Tornando a Maroccolo, ho visto la puntata del programma di Sky 33 Giri Italian Masters dedicata a Tabula Rasa Elettrificata e mi sei sembrato il meno emozionato.
Emozionato zero! Perché cazzo, sono passati 23 anni, non si può sempre ripensare al passato. Non che non ami quel disco, anzi, è quello che mi convince di più dei CSI. Anche se secondo me il più bello in assoluto di quell’era è l’ultimo dei PGR, Ultime notizie di cronaca.
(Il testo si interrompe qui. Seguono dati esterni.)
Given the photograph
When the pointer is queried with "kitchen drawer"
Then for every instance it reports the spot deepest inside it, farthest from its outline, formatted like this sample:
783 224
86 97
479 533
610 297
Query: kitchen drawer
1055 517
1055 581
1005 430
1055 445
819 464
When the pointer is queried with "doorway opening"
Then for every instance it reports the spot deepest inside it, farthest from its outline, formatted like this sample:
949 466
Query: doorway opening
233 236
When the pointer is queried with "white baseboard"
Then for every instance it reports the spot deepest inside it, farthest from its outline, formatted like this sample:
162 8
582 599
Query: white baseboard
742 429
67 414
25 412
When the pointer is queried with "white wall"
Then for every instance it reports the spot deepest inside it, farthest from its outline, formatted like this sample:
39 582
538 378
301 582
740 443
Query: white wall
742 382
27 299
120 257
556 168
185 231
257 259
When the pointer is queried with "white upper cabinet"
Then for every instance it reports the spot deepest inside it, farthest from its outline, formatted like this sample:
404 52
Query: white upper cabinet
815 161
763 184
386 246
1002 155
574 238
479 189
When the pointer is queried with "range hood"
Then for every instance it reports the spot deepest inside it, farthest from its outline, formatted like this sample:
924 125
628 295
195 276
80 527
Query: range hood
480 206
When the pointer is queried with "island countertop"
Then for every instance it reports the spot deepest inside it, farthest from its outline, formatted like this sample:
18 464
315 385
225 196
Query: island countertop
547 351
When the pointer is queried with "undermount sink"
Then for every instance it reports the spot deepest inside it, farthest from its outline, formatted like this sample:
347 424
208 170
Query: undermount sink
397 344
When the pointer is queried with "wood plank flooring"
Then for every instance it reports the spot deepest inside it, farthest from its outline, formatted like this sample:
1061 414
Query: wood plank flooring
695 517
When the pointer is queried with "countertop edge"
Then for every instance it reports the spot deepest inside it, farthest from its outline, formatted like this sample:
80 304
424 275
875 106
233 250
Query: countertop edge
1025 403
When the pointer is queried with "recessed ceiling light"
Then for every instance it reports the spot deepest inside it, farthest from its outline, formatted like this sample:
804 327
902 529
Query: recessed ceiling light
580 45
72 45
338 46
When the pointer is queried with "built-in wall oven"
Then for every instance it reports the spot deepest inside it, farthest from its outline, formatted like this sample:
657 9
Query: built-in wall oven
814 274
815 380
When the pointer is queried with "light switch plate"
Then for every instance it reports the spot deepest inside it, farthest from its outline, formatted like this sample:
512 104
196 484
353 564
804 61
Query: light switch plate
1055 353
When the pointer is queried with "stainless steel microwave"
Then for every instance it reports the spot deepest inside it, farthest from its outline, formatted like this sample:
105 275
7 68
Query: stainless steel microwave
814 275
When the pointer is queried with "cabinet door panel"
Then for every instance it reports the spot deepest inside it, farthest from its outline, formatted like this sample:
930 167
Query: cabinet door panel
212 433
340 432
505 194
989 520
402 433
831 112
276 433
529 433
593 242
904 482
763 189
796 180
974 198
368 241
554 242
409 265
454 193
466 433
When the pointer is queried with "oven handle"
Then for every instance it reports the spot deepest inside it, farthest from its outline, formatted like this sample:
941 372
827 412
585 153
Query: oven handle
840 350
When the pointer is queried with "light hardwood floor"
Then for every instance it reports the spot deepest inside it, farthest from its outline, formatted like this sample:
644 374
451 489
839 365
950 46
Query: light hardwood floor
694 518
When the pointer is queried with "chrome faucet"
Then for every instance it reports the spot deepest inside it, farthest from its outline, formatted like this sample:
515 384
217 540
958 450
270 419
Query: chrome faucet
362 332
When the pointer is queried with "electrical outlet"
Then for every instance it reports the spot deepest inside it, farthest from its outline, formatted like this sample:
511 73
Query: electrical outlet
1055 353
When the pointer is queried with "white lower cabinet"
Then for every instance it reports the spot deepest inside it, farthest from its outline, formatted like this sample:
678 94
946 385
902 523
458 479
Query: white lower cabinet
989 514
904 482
Che nessuno si è inculato, ma ok, se la gente non se n’è accorta cazzi suoi; forse Giovanni era già andato troppo in là con le parole, quindi ciao, si è persa una bella fetta di pubblico, ma quell’album è densissimo e molto, molto particolare.
Si dice che le ideologie sono morte, ma capita spesso che gli artisti vengano giudicati in modo ideologico, lo hai notato?
Infatti adesso anch’io passo per destrorso, pensa te!
In Circondati dici, parafrasandoti, che ormai va bene solo la Resistenza di 80 anni fa.
Ah, sì, basta non riportarla ai giorni nostri, perché se no…
Il fatto di essere nato e cresciuto a Predappio, il paese di Mussolini, pensi abbia condizionato il tuo modo di pensare?
No, assolutamente no. Pensa che a 17 anni ho rischiato di diventare mezzo nazi, perché mio padre era uno stalinista e sai, il contrasto generazionale…
Insomma, per non sbagliare sei diventato anarchico.
Solo finché non ho incontrato degli anarchici che dicevano “noi anarchici”.
È un no definitivo a qualsiasi appartenenza?
Esatto, Giorgio Canali ora è un vecchio che la sera se ne sta sul divano a guardarsi le serie su Netflix o Amazon, poi ogni tanto si dà una mossa per scrivere qualcosa e magari gli viene pure qualcosa di carino, poi fa concerti e se non può si attacca e aspetta che arrivino tempi migliori.